Há na política o termo “candidato de uma nota só” que define políticos que, não importa o assunto, sempre puxam a sardinha para o mesmo ponto. Em um primeiro momento essa pode ser a impressão que passa a candidata do União Brasil, Soraya Thronicke. E a nota dela é a Reforma Tributária. Ela tem razão em bater nessa tecla, até por ter ao seu lado como vice o economista Marcos Cintra, responsável por uma das propostas de reformulação tributária em discussão no Congresso, a do imposto único. Soraya diz que seu plano tem no liberalismo econômico o alicerce para superar desigualdades regionais e proporcionar dignidade e qualidade de vida a todos os cidadãos brasileiros.

Além de mudanças no sistema tributário, ela é ferrenha defensora do controle dos gastos públicos, incentivo aos empreendedores (micro e pequenas empresas), redução de burocracias e adoção de Parcerias Público-Privadas (PPPs) no SUS.

E quando sai do ramo tributário, Soraya precisa enfrentar críticas ao seu passado ligado ao ex-presidente Bolsonaro. A senadora votou com o governo diversas vezes ao longo dos últimos quatro anos, mas se diz uma “liberal legítima” e não se reconheceria mais no “caos que o governo Bolsonaro se tornou”. Em 2018 ela associou a própria imagem à do então candidato do PSL, mas já mostrava descontentamento com os rumos do governo no Senado Federal. Na CPI da Covid, por exemplo, teceu duras críticas à gestão do Ministério da Saúde.

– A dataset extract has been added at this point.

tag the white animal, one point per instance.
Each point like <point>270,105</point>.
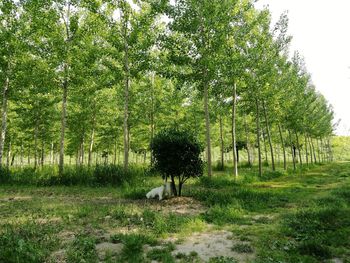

GERAÇÃO DE VAGAS Formas de incluir o jovem no mercado de trabalho e a formalização das vagas está no radar de todos os candidatos. (Crédito: Evandro Leal)

NOSSA ANÁLISE
Com uma candidatura muito longe do topo, a candidata, na avaliação de economistas, pode ser uma peça importante no cenário nacional nos próximos anos. “O União Brasil quer se firmar como um partido competitivo em todas as eleições, e a função da Soraya é garantir isso”, avaliou o cientista político e consultor Rafael Couto Neto. Ele fez parte da campanha de Henrique Meirelles à presidência em 2018 e entende as propostas de Soraya como eficientes e que poderiam ser discutidas, inclusive, dentro do Legislativo. “Boa parte do programa dela nasceria ou morreria no Congresso. Trazer esses assuntos para a discussão nacional é importante”, disse. José Chrispiano de Oliveira, professor convidado da FGV-Rio e advogado constitucionalista, disse que o programa de Soraya tem uma profundidade técnica bastante grande, e que sua proposta de criação do Imposto Único não teria problemas legais, mas encontraria forte resistência no setor produtivo. “Haveria tentativa de judicialização porque parte da cadeia produtiva se sentiria lesada com a criação do imposto único. É por isso que a proposta de Cintra nunca saiu do papel”, disse.